Total Return Investments
REITs are total return investments. They typically provide high dividends plus the potential for moderate, long-term capital appreciation. Long-term total returns of REIT stocks tend to be similar to those of value stocks and more than the returns of lower risk bonds.
Favourable Historical Returns
REITs have been a favorable choice for long-term investors. According to a report by Nareit, REITs have outperformed the broader stock market more often than not when returns are measured in years. The longer the time horizon, the more often REITs have outperformed stocks. For instance, when returns are measured over 19 years or greater, REITs outperform U.S. stocks every month.
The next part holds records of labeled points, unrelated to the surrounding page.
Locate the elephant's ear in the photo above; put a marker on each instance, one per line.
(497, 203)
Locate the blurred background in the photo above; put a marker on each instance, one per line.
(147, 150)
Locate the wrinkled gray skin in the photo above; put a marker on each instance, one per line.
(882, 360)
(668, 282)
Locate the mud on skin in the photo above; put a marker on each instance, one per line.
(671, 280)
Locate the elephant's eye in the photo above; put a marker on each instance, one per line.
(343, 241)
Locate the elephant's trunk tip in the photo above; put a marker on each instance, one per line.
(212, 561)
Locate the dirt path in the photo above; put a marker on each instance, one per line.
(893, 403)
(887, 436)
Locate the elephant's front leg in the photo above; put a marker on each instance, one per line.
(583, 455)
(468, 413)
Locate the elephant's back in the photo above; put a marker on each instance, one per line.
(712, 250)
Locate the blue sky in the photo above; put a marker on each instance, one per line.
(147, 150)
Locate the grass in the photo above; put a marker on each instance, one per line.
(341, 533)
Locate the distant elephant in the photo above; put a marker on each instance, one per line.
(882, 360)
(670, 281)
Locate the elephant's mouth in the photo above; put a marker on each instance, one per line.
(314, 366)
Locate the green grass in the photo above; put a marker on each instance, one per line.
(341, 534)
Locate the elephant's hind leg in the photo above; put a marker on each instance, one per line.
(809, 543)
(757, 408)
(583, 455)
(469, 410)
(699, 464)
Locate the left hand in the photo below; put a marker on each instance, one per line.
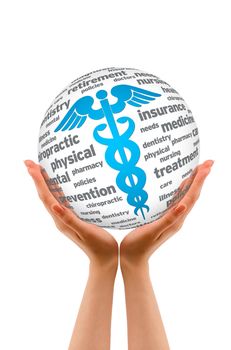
(97, 243)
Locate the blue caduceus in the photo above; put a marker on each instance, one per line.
(117, 143)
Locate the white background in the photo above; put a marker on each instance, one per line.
(44, 46)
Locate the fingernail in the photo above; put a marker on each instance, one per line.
(210, 163)
(180, 209)
(28, 163)
(58, 209)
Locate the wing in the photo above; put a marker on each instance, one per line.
(78, 113)
(132, 95)
(70, 121)
(76, 116)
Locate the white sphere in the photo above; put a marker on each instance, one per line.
(116, 144)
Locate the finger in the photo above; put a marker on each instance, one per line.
(195, 189)
(44, 194)
(169, 219)
(70, 219)
(186, 184)
(54, 188)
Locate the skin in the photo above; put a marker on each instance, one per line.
(93, 323)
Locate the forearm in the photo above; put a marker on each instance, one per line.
(93, 323)
(145, 327)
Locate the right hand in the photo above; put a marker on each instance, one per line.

A report by REIT.com shows that exchange-traded Equity REIT returns were much more dependable than stock returns: REIT returns over 10-year periods usually averaged between +10.0% and +13.3% per year and never fell short of +3.43% per year—even during the 10-year periods that included the liquidity crisis of 2008 to 2009—while stock returns were much more uncertain, usually averaging between +7.9% and +15.0% per year and actually going negative (by as much as -2.72% per year) during 17 periods that included the liquidity crisis.
Please note that past performance is no guarantee of future returns.
Please note that investing in REITs involves risks and uncertainties and is not suitable for everyone. It’s important to do your research and consult with a financial advisor before making any investment decisions.